I knew instinctively that it was my kid. I reared him well.
So off with ye lassie! Be the Master of the cruise line!
I couldn't help but wonder:
What did your sister think when you showed up in the line?
What about your parents? Did Aunt Barbara pulled her hair out?
Did anyone on stage notice or say anything at all?
Did you go to your own graduation ceremony afterwards?
NOTE: Your post title reminded me of the movie Fletch, the Master of Disguise (of course, here it's replaced with the name Flake).
So there.
Go forth and conquer, Master Flake. I'll leave my parakeet on your porch in the morning. I expect him to be well trained.

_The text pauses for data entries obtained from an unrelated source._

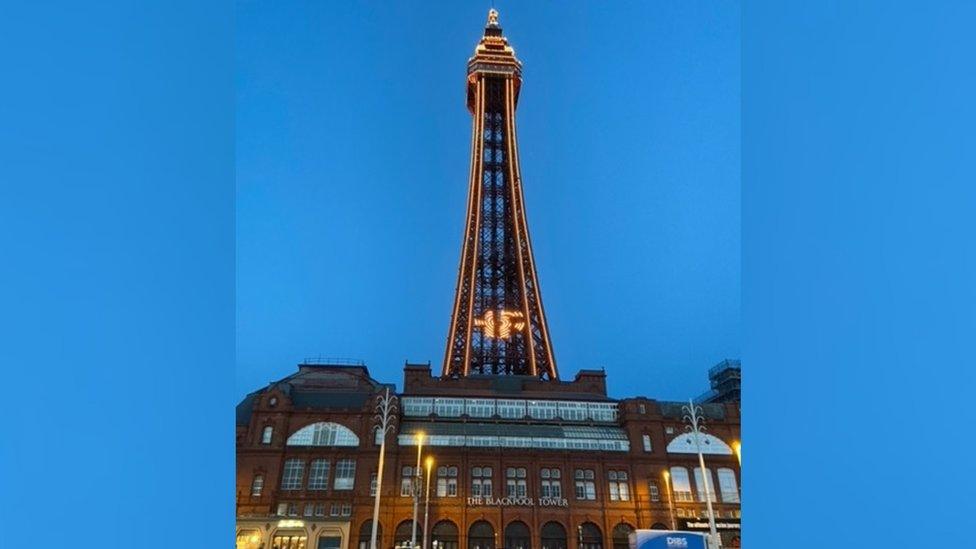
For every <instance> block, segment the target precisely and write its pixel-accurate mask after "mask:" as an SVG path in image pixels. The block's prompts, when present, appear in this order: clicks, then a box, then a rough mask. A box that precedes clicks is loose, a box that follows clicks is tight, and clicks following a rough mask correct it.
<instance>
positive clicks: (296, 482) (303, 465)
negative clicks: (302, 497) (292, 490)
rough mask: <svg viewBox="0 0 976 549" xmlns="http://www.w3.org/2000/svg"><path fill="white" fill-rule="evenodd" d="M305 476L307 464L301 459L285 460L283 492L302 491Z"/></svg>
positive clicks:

To confirm that you AREN'T the Master and Commander of the Universe, did you try out the line that goes along with the title?
"By power of Greyskull... I have the POWER" I'm just checking.
Master Sarah--check out dictionary.com and rescind your update!!!!
I was laughing so hard I was crying, and stuggling to catch my breath...ahh. I haven't laughed this hard since I heard the joke about the possible assasination attempt on K-Fed. Does K-Fed even need a hitman? All you would have to do is set up a cupcake trail off the roof of a building.
Sorry, totally off the subject. Thanks for supplying humor so funny that my husband thinks I'm deranged :)
By the way - what year did you graduate in Soc from BYU? I graduated in 01, but I actually went to the boring lame ceremony...to think I might have been in the presence of greatness.